Dave came to relieve me while I ate my sandwich and spent a little time with Micah. She was extremely cranky and needed sleep. I waited with her in the family waiting room trying to settle her down. At about 10:30, Dave came out and said the lungs were not viable. I wasn't disappointed. I wasn't anything except tired.

So, Dave and I went back to the room with Micah in tow and watched everyone packing up to go home. We bid our fellow would-be transplant patients good-bye and packed everything up to head back to Randy's. It was about 11:30 when we finally got back to the house and into bed with a very tired Micah.

As I lay my head down at night, I felt amazingly serene. It had really seemed like it was going to be "the" time. It just seemed so right since I happened to be there. But, I was heartened by the experience. I felt relieved that I may actually have time to get to the hospital before they roll her back for surgery. And, I understand the process better. Honestly, I don't know what I was thinking before, but all I have read didn't allow the process happening on the donor's side of things to really sink into my brain. I learned that donor lungs will always come from a controlled setting in which a person is declared "brain-dead" and removed from life support. I knew someone was losing a loved one, but I guess my idea about the whole process was that someone checked a driver's license and scheduled a surgery. Instead, I now have a vision of a family member sitting by a bedside while a doctor or nurse shuts off life support. At that point, a team of doctor's descend to operate and removed the organs the donor's family has allowed. Only at that point, when one of the transplant surgeons visually looks at the lungs do we know if the lungs are viable, and if they are a match for Dan.
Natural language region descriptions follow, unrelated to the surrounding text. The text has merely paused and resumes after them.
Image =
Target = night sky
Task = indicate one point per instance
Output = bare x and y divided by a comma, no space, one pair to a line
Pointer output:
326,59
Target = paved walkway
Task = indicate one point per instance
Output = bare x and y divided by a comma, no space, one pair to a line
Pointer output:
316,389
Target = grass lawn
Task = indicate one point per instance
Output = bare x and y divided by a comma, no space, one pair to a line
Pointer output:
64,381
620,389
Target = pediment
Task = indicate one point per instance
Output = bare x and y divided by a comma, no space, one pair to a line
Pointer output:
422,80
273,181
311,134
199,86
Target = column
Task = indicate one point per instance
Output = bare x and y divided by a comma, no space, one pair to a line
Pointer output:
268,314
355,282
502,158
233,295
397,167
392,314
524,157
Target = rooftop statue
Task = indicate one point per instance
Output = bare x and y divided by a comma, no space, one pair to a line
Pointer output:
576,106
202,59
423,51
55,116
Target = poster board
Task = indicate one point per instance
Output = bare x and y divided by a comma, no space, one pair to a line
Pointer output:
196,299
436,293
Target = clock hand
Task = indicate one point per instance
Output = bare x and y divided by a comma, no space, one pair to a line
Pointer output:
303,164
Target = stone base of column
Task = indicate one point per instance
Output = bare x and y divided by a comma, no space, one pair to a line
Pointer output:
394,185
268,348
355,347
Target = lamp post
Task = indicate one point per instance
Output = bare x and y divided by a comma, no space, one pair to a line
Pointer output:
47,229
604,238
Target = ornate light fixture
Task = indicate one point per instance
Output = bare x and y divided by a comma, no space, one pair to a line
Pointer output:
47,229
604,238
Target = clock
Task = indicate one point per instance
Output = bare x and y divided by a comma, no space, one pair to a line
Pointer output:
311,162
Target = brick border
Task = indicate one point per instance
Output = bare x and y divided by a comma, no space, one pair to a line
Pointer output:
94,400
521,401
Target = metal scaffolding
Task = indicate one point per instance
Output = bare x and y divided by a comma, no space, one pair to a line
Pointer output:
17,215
Those weren't Dan's lungs. But, its O.K. Her lungs are still in someone's body... A living, breathing person's body. And, I will continue to be up and down and prayerful in between the peaks and valleys.

1 comment:

Katey said...

Wow. I know that must be an emotional roller coaster being in there with other people waiting for transplants too. Not sure if we've met, but i had a double lung transplant (because of CF) and I live in Birmingham and go to UAB Hospital! We should get to know each other. I'm so amazed and inspired by how you handled that situation and really prayed that God's will would be done...amazing.

So the follow up treatment you mentioned that person was receiving is called Photophoresis (spelling may be a little off, i call it "Photo" for short); it is a type of therapy used when someone is going through chronic rejection of a heart or lung(s); i actually did 2 rounds of it myself. You have to wear sunglasses because it makes you sensitive to the sun 24 hrs after treatment. It actually circulates the White Blood cells in your blood through the machine then puts them back in your body, in hopes of the cells not rejecting your organ. There is a post or two about it on my blog. It's pretty cool.

Praying that your set of lungs will come soon, but i know you know that God has his perfect timing.